Казалось, Мелисса не слышала моих слов.

— Я могу расследовать школьные инциденты, — продолжала она, — но все, чем мы теперь располагаем, — это история, рассказанная советником, которую она услышала от другого советника. На месте судьи я бы даже не стала нас слушать.

— Мне следовало застрелить этого сукиного сына, — проворчал я.

— Джек, не говори так. Если бы ты это сделал, то попал бы в тюрьму. Ребенку нужен отец, а мне — муж.

Тем не менее…

— У меня странная мысль, — сказала Мелисса спустя некоторое время. — Луис был чьим-то ребенком. И Гэрретт тоже был ребенком.

— Действительно, странная мысль.

— Джек, я люблю тебя.

— И я тебя люблю.

— Что произойдет теперь?

— Не знаю.

— Мы должны защитить нашу девочку.

— Да.

— Ты был храбрым этой ночью.

Мне нравилось это слышать, так как я никогда не считал себя особенно храбрым. Я хотел, чтобы Мелисса думала обо мне как о смелом человеке, и поклялся не давать ей повода придерживаться иного мнения. До этого момента я никогда не мыслил в таких категориях, хотя, вероятно, каждого человека интересует, что он сделает в ситуации, когда нужно стрелять или бежать.

— Я вас оставлю, — сказал я, вставая с кровати. — Я еще слишком напряжен, чтобы спать. Когда я вернусь, попытаюсь не разбудить вас.

Мелисса уже спала, положив руку на Энджелину. У двери я остановился и обернулся. Моя жена и моя дочь спали в моей кровати, дыша тихо и ровно.

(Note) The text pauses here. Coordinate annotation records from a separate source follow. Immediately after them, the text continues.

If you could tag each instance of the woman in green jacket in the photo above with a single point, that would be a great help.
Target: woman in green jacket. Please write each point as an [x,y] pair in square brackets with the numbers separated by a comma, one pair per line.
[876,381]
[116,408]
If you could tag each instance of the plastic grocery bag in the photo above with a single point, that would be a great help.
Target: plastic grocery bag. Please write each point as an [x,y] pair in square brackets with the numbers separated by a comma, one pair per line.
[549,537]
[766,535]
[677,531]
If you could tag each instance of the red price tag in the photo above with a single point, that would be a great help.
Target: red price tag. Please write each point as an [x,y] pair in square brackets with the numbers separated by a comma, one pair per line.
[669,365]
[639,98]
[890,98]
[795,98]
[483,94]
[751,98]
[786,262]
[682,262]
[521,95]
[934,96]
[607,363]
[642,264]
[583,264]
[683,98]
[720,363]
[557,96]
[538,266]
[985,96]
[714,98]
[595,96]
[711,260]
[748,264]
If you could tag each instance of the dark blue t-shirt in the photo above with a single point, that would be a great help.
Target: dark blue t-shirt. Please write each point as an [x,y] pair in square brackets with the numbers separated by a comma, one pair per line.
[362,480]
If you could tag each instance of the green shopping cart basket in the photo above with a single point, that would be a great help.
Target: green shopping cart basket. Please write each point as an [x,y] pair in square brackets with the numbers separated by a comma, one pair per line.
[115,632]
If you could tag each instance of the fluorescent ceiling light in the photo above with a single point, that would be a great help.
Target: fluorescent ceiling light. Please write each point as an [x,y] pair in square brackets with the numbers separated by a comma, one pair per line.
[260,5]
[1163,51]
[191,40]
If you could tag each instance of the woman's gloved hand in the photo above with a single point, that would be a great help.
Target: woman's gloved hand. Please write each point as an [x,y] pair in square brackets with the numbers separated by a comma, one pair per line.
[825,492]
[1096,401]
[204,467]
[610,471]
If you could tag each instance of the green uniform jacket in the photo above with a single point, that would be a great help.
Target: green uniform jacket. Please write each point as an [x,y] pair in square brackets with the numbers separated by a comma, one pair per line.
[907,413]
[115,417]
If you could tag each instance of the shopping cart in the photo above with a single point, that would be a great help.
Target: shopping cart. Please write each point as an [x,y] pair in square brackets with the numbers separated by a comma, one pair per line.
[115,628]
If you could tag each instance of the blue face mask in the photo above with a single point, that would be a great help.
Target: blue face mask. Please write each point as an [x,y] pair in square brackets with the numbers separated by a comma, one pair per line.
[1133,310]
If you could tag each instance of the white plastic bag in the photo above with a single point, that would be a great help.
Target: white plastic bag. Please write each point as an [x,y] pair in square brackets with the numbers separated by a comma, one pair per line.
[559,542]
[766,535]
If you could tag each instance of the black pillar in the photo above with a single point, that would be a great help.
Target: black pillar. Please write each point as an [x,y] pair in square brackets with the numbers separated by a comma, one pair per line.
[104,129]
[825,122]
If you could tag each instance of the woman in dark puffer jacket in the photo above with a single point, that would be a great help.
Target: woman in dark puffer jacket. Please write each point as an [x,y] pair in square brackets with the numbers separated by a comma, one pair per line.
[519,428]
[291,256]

Я не стал зажигать свет в гостиной и включил телевизор. Так как наш пульт украли и испортили, мне пришлось бы переключать кнопки, но мне было лень. Аппарат был настроен на Си-эн-эн. Свет телевизора падал на Коуди, лежавшего на кушетке под одеялом. Периодически я вздрагивал от его громового храпа. Я чувствовал запах бурбона в комнате, словно он просачивался у него сквозь кожу. Я улыбнулся, сравнив Энджелину с Коуди, и подумал, что с возрастом запахи делаются хуже.

На экране были зарисовки фигуры Монстра Одинокого каньона и фотография Обри Коутса. Следом в кадре появилась местная репортерша по имени Эрин, бравшая интервью перед залом суда до того, как начался снегопад.